Я нынче славным бесом обуян,

Как будто в корень голову шампунем

Мне вымыл парикмахер Франсуа.

 

И вообще – и в своей поэтике, и в аналитических суждениях, и в жестких поэтических критериях, и в энциклопедических познаниях в области литературы, и просто в своих мемуарах Борис Слуцкий был «тяжеловес»: все связанное с ним было не только содержательно и осмысленно, но – существенно, осязательно, зримо. Он словно закладывал в нас, своих студийцев, то, что греки называли «епистемой», основу основ, которая далее отвечает за формирование ценностей, как эстетических, так, возможно, и этических.

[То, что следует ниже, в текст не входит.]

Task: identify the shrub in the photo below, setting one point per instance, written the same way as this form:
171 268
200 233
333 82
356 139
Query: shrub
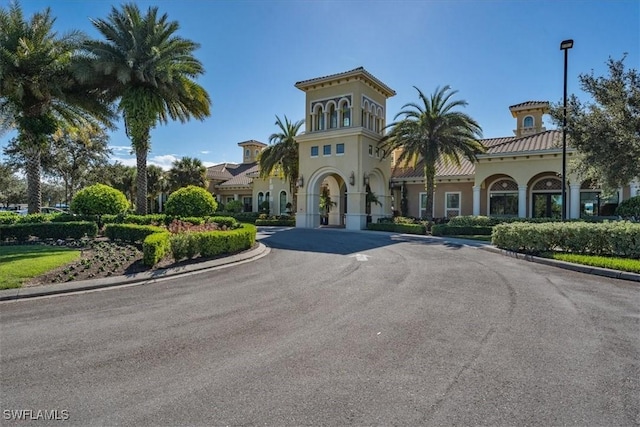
454 230
131 233
154 247
398 228
99 199
191 201
234 206
629 208
48 230
620 238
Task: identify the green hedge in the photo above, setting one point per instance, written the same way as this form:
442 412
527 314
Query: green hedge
154 247
620 238
398 228
131 233
212 243
48 230
280 222
453 230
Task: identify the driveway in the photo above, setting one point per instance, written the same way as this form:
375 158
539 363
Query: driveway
334 328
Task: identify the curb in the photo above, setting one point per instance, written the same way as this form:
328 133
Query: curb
587 269
133 279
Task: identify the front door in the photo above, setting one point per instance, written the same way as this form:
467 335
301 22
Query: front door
547 205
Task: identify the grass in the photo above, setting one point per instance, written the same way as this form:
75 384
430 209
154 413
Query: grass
20 263
623 264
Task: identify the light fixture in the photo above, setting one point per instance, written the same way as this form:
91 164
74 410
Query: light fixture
565 45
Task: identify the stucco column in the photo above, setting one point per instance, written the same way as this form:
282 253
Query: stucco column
574 201
476 200
522 201
635 188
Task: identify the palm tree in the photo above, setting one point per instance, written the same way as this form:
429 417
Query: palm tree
151 71
282 155
38 89
187 171
431 131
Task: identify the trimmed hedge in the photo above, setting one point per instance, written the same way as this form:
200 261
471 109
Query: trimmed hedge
212 243
398 228
48 230
131 233
272 222
154 247
620 238
454 230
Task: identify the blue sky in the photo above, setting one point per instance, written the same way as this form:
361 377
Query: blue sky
496 53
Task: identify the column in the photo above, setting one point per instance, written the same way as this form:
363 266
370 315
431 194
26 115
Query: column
476 200
522 201
574 200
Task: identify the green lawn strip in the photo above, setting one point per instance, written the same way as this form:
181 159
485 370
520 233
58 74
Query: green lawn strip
473 237
20 263
623 264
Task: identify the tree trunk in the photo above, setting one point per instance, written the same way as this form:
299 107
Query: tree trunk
430 177
34 186
141 181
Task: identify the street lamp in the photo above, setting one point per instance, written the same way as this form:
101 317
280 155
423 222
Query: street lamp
565 45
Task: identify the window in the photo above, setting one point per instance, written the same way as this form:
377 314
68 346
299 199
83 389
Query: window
283 202
451 204
528 122
248 204
423 205
333 117
346 115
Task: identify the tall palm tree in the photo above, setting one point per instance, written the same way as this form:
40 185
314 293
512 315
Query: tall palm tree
187 171
282 155
38 89
150 70
430 131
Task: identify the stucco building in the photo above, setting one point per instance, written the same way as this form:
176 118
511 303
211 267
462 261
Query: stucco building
345 117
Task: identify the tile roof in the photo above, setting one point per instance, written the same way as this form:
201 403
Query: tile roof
529 104
548 140
241 178
360 70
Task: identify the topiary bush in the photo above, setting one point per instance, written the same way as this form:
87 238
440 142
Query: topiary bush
191 201
99 199
629 207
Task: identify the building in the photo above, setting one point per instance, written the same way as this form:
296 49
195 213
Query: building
345 117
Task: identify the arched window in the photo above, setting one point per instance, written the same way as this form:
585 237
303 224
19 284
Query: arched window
333 117
283 202
346 114
319 119
528 122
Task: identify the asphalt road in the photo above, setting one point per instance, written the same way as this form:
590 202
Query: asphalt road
333 328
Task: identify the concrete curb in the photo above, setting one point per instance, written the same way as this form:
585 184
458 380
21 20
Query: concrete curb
134 279
587 269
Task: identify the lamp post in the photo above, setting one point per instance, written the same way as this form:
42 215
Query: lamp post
565 45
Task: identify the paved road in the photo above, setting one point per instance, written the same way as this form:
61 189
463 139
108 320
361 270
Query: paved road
334 328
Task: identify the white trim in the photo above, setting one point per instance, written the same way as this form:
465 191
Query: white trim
446 208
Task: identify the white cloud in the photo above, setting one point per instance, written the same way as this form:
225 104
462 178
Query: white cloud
120 148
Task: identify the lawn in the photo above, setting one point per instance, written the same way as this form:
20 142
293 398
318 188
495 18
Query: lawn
20 263
623 264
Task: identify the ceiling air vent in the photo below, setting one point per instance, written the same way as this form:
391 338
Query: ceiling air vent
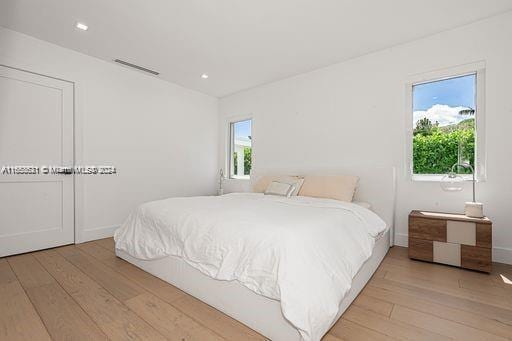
141 68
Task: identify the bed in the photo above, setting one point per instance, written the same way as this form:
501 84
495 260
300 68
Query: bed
270 294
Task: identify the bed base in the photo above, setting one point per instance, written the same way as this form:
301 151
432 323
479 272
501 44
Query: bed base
257 312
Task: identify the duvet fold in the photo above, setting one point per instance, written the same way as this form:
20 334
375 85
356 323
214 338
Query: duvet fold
301 251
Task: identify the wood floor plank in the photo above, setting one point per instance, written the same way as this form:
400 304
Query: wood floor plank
29 271
91 294
435 271
386 326
497 313
116 320
329 337
168 320
482 297
215 320
62 316
113 282
347 330
18 317
97 251
471 319
370 303
438 325
107 243
6 274
149 282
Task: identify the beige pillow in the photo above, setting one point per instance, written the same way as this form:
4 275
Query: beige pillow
263 182
339 187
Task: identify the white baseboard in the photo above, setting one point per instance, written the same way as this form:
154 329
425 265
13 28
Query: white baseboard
96 233
499 254
502 255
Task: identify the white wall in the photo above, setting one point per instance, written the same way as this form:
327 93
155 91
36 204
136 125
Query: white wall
161 137
354 112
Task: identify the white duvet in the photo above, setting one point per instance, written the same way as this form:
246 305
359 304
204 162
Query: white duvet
302 251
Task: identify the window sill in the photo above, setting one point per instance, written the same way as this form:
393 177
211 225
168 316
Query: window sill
240 177
438 177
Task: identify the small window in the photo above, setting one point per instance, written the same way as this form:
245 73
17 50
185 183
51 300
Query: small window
444 124
241 149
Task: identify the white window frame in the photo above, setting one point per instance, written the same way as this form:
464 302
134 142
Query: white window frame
480 150
230 148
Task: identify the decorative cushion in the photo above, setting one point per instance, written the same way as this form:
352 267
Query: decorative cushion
280 188
339 187
263 182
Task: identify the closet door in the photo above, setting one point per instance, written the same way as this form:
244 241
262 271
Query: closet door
36 129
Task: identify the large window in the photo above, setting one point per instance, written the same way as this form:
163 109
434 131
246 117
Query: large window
444 124
240 149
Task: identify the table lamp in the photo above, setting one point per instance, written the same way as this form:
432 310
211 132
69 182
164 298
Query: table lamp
452 182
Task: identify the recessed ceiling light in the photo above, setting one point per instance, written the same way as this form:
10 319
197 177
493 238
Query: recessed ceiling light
81 26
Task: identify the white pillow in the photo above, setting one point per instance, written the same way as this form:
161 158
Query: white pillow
363 204
280 188
263 182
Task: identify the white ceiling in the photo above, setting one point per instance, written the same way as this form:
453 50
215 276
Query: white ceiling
238 43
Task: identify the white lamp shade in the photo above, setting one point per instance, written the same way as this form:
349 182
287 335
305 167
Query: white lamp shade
452 182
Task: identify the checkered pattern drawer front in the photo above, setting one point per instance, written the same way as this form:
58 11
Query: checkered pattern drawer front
459 243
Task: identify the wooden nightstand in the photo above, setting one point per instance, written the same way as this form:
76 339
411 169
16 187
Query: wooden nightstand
452 239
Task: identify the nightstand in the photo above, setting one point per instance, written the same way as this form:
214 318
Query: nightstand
452 239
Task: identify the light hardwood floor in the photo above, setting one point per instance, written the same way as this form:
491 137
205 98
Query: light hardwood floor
84 292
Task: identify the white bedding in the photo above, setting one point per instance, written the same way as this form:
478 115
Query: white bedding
302 251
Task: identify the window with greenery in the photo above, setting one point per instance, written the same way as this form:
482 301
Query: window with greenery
241 149
444 128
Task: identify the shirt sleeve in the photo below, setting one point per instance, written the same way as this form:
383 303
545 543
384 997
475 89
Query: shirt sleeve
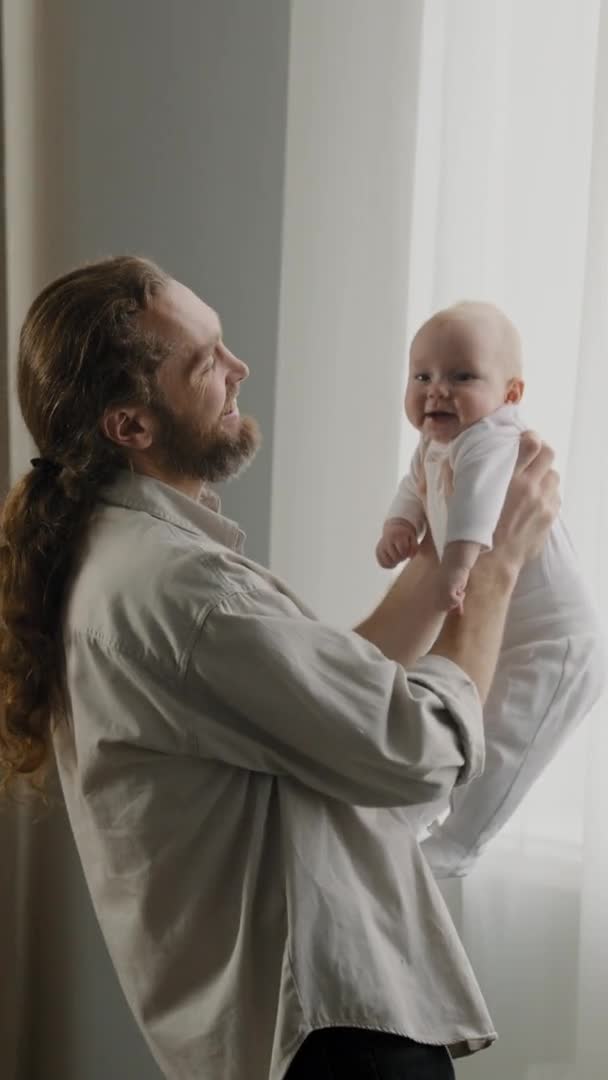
483 466
275 691
407 501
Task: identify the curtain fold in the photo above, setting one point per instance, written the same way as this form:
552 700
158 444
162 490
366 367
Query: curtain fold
507 202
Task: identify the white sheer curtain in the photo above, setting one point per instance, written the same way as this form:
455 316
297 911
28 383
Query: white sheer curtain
505 176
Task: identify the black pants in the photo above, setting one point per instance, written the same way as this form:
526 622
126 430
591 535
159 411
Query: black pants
350 1053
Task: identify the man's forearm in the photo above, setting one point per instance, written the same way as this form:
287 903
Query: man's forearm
473 639
406 622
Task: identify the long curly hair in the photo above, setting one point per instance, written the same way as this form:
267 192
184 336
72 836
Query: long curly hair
82 349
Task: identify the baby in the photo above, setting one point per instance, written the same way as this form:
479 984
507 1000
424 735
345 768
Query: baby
462 394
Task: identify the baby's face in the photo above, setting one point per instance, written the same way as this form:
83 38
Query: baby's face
456 378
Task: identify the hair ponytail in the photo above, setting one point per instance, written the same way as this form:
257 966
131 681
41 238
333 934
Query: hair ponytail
81 349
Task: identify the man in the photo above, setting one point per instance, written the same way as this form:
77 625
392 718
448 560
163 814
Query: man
242 780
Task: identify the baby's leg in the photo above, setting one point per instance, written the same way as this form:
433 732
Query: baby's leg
539 696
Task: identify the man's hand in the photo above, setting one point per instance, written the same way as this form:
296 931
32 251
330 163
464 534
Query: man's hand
399 541
531 504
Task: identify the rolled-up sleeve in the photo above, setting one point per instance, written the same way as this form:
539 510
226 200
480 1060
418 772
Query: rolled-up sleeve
270 689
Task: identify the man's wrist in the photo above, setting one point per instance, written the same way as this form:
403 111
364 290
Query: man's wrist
496 569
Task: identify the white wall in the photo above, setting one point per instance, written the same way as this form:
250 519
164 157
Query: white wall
158 127
345 283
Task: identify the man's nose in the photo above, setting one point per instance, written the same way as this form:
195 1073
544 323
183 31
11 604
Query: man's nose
237 368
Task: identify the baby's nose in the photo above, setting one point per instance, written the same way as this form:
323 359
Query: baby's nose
438 389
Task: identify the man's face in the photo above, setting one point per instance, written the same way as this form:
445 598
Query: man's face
199 431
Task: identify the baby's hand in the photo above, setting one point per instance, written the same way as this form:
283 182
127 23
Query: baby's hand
399 541
453 586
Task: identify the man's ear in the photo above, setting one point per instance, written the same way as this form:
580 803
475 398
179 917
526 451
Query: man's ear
129 427
514 392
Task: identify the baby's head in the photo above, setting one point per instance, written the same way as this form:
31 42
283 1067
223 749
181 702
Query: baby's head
464 363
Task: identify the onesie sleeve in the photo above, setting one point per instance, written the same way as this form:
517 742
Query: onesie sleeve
483 460
408 502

И вот еще о чем стоит вспомнить. В 1972 году, когда умер Семен Кирсанов, Слуцкий устроил разнос своим студийцам за то, что никого не было на похоронах этого большого поэта. Такое определение из его уст (Слуцкий назвал его едва ли не «великим») казалось очень странным, если учесть, что по своей поэтике они были совсем чужими и даже чуждыми друг другу. Но на следующий год я гостила на даче у вдовы Кирсанова Люси, и она дала нам с мужем почитать машинописную стенограмму семинаров Кирсанова в Литературном институте. И там вдруг мелькнуло имя Бориса Слуцкого: оказалось, что Борис Абрамович, будучи студентом семинара Сельвинского, приходил послушать и Кирсанова, то есть в какой-то мере был его учеником! В этой стенограмме, относящейся к концу 30-х годов, такому опасному времени, меня поразила свобода высказываний: и мэтр, и студенты цитировали порой поэтов, которые были под запретом в Советском Союзе, например, Ходасевича.

…Я поступила в Литинститут, семинар Слуцкого переехал куда-то на Маросейку, там появились другие люди, не столь выразительные, как раньше, да и я уже начала чувствовать себя «искушенной в плетениях словес и поэтических баталиях», словом, перестала туда ходить. 

А потом узнала, что Борис Абрамович переехал к брату в Тулу и его семинару пришел конец.

 

Я была в Тбилиси, когда позвонил муж и сказал, что Слуцкий умер, и на похороны не попала. Но даже издалека почти физически чувствовалось, что хоронят целую эпоху: что-то поменялось в составе воздуха, что-то пошатнулось, словно рухнула одна из опор того мира, где можно было духовно выжить благодаря поэзии. И где мы начинали по-настоящему «жить стихом».